Surplus Beras Tertinggi, Sambas Bidik Ekspor ke Malaysia

Yeniartha
Apr 10, 2026

Sambas - Kabupaten Sambas kembali mencatat kinerja gemilang sebagai salah satu lumbung padi utama di Kalimantan Barat dengan surplus beras mencapai 62.251 ton pada 2025. Capaian ini didorong tren peningkatan produksi selama tiga tahun terakhir, dari 104.955 ton pada 2023 menjadi 115.498 ton pada 2024, dan meningkat lagi menjadi 121.573 ton pada 2025.

Di sisi lain, konsumsi beras relatif stabil di kisaran 68–69 ribu ton pada 2023–2024, sebelum turun menjadi 59.321 ton pada 2025. Kondisi ini menunjukkan bahwa peningkatan produksi berjalan seiring dengan efisiensi konsumsi masyarakat.

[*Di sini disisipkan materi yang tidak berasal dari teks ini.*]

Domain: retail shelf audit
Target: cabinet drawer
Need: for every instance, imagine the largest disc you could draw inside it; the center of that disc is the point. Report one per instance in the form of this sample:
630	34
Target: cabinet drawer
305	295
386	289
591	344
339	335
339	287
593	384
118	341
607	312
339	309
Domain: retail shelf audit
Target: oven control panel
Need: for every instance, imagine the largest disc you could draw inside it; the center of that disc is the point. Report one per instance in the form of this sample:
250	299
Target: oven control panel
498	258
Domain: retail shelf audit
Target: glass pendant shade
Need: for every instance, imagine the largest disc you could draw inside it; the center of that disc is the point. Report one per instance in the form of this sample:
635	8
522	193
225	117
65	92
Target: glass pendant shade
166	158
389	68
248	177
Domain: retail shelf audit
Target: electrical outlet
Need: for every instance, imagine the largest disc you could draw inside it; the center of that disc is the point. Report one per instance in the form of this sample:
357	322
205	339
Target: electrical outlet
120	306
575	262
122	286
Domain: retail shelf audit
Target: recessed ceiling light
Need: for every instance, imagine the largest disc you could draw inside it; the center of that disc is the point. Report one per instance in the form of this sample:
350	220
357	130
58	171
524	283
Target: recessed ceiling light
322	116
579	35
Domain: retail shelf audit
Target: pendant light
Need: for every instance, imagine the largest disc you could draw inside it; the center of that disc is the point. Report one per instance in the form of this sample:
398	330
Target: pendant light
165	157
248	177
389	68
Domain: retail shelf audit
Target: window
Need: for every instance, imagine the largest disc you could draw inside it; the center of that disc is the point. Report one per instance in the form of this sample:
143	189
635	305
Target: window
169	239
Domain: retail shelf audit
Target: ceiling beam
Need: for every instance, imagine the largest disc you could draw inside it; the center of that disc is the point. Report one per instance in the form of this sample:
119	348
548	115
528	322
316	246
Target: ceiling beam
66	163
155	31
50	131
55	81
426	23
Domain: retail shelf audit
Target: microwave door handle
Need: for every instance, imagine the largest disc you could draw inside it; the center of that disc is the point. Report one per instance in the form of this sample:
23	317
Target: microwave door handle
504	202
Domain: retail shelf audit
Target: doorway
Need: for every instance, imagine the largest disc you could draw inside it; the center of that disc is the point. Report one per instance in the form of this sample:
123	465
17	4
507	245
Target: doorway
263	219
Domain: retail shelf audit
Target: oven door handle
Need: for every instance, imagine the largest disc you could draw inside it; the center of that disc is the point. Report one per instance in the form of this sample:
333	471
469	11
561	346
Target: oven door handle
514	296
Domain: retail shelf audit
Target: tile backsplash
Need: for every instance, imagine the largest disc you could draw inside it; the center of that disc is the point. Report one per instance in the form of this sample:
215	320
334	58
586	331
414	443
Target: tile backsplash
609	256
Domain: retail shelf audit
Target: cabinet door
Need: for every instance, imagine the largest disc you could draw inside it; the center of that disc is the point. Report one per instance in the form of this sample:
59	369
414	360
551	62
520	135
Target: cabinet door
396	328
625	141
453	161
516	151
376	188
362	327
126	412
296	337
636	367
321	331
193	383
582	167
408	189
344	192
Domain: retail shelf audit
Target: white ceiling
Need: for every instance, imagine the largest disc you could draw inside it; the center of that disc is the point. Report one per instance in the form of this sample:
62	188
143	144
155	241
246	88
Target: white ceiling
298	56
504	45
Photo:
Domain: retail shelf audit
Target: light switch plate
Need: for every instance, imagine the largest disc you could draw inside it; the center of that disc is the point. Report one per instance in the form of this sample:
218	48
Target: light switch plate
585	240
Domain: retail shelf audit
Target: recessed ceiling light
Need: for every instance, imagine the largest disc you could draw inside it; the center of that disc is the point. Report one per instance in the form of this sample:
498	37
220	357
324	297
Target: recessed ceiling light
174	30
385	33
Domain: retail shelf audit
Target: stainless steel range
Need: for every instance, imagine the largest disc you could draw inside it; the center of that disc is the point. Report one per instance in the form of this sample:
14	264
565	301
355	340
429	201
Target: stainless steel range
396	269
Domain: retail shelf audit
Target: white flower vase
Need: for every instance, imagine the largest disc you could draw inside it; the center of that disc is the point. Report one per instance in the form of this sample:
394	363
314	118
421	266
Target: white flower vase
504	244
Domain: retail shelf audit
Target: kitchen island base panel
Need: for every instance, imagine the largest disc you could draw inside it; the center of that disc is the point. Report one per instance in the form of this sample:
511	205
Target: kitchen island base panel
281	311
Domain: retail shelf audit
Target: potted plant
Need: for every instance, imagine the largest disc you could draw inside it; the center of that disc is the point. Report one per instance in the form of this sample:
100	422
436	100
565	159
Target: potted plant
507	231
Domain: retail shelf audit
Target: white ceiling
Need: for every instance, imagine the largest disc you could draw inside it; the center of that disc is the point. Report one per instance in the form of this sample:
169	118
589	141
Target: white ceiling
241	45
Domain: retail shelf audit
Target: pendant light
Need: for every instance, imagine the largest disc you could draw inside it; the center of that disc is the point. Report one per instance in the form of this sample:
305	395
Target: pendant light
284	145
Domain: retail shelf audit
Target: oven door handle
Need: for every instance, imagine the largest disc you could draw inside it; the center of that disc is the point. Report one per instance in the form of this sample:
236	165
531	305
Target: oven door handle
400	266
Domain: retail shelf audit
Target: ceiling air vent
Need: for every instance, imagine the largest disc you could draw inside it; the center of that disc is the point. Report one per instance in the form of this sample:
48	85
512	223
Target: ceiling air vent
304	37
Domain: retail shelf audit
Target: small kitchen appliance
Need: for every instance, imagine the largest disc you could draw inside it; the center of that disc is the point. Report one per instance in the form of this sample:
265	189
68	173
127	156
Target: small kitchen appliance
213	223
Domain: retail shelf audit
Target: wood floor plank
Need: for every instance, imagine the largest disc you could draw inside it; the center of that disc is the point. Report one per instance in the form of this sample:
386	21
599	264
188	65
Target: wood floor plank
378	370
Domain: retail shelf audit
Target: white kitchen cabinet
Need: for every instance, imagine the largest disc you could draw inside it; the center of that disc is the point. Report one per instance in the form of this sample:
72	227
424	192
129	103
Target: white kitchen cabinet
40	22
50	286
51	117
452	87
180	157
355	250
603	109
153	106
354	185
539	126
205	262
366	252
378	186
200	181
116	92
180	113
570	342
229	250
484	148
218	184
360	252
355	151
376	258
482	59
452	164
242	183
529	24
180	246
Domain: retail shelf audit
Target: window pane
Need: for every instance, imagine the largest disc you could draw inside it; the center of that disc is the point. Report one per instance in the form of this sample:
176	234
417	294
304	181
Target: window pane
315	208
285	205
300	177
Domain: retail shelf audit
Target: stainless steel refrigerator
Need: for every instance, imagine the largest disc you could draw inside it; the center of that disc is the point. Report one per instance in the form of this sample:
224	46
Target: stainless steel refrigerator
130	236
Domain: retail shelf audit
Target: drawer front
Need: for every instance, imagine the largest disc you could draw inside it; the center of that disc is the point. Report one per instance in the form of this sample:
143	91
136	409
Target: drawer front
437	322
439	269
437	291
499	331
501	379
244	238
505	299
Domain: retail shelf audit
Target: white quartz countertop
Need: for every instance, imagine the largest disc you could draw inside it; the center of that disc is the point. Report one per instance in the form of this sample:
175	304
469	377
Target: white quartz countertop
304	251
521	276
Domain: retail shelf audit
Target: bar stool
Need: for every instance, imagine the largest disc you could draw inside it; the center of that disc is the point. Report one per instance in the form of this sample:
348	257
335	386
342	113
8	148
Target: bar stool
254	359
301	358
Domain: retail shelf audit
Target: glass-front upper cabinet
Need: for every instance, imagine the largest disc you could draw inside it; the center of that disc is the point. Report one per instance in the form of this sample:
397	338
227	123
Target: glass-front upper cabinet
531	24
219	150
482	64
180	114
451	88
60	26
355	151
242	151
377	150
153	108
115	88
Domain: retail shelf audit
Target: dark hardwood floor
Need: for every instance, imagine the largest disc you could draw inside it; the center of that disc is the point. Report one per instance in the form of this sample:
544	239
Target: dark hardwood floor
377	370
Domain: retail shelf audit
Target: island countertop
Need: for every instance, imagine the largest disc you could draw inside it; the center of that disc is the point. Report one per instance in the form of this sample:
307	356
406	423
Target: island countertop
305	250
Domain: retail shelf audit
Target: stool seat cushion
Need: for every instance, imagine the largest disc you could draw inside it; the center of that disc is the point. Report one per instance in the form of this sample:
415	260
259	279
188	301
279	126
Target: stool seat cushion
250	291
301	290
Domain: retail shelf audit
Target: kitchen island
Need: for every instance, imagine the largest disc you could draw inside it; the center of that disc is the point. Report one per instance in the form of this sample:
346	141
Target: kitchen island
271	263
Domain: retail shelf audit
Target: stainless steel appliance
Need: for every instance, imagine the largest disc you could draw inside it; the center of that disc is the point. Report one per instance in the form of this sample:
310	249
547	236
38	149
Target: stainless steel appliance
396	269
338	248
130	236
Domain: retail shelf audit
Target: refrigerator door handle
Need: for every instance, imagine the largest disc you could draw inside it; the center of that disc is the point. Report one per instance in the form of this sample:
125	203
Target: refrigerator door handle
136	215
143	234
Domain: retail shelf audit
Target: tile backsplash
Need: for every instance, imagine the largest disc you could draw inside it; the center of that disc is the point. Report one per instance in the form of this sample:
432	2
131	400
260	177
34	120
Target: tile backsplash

Lonjakan produksi dan terkendalinya konsumsi mendorong surplus beras meningkat signifikan, dari 36.636 ton pada 2023 menjadi 45.619 ton pada 2024, hingga mencapai 62.251 ton pada 2025. Surplus ini tidak hanya memperkuat ketahanan pangan daerah, tetapi juga membuka peluang ekspor ke negara tetangga, khususnya Malaysia.

Bupati Sambas, Satono, menyatakan sektor pertanian di wilayahnya terus menunjukkan tren positif, terutama pada komoditas beras sebagai pangan utama.

“Sambas tidak hanya mampu memenuhi kebutuhan sendiri, tetapi juga memiliki potensi besar sebagai daerah pemasok beras,” ujarnya, Kamis (9/4/2026).

Ia menambahkan, letak geografis Sambas yang berbatasan langsung dengan Malaysia menjadi keunggulan strategis dalam mendukung distribusi pangan lintas negara sekaligus memperkuat peran kawasan perbatasan dalam ketahanan pangan regional.

Peluang ekspor tersebut turut menarik perhatian Pemerintah Sarawak. Menteri Industri Makanan, Komoditas, dan Pembangunan Wilayah Sarawak, Stephen Rundi Anak Utom, menyatakan minat untuk menjalin kerja sama dengan Kabupaten Sambas.

Ia mengungkapkan kesiapan untuk mengimpor hingga 1 juta metrik ton gabah per tahun dari petani setempat. Ketertarikan tersebut semakin kuat setelah meninjau langsung panen padi di lahan Brigade Pangan di Desa Sabaran, Kecamatan Jawai Selatan, yang dinilai memiliki potensi besar untuk pengembangan kerja sama lintas negara.

Dukungan peningkatan produksi juga datang dari pemerintah pusat. Menteri Pertanian, Andi Amran Sulaiman, menegaskan bahwa penguatan produksi dalam negeri menjadi kunci menjaga ketahanan dan kemandirian pangan nasional.

“Kalau pangan tidak kita kuasai, negara bisa ditekan. Tapi hari ini kita buktikan, produksi naik dan Indonesia semakin kuat,” tegasnya.

Ia menambahkan, peningkatan produksi dilakukan melalui berbagai strategi, seperti optimalisasi lahan, penguatan cadangan pangan, serta pengurangan ketergantungan impor guna menjaga kedaulatan pangan nasional.

Sejalan dengan itu, Kepala Badan Penyuluhan dan Pengembangan SDM Pertanian (BPPSDMP), Idha Widi Arsanti, menegaskan bahwa keberhasilan swasembada pangan membutuhkan kolaborasi seluruh pihak.

“Swasembada pangan tidak bisa dilakukan sendiri, tetapi harus melalui sinergi dari hulu hingga hilir, termasuk peran penyuluh dan Brigade Pangan di lapangan,” ujarnya.

Ia juga menekankan pentingnya peran penyuluh dalam mendampingi petani, meningkatkan Luas Tambah Tanam (LTT), serta mendorong pemanfaatan teknologi pertanian modern guna meningkatkan produktivitas.

Dengan capaian surplus yang terus meningkat serta dukungan lintas sektor, Sambas kian mengukuhkan posisinya tidak hanya sebagai lumbung pangan daerah, tetapi juga sebagai calon pemain penting dalam rantai pasok beras di tingkat regional.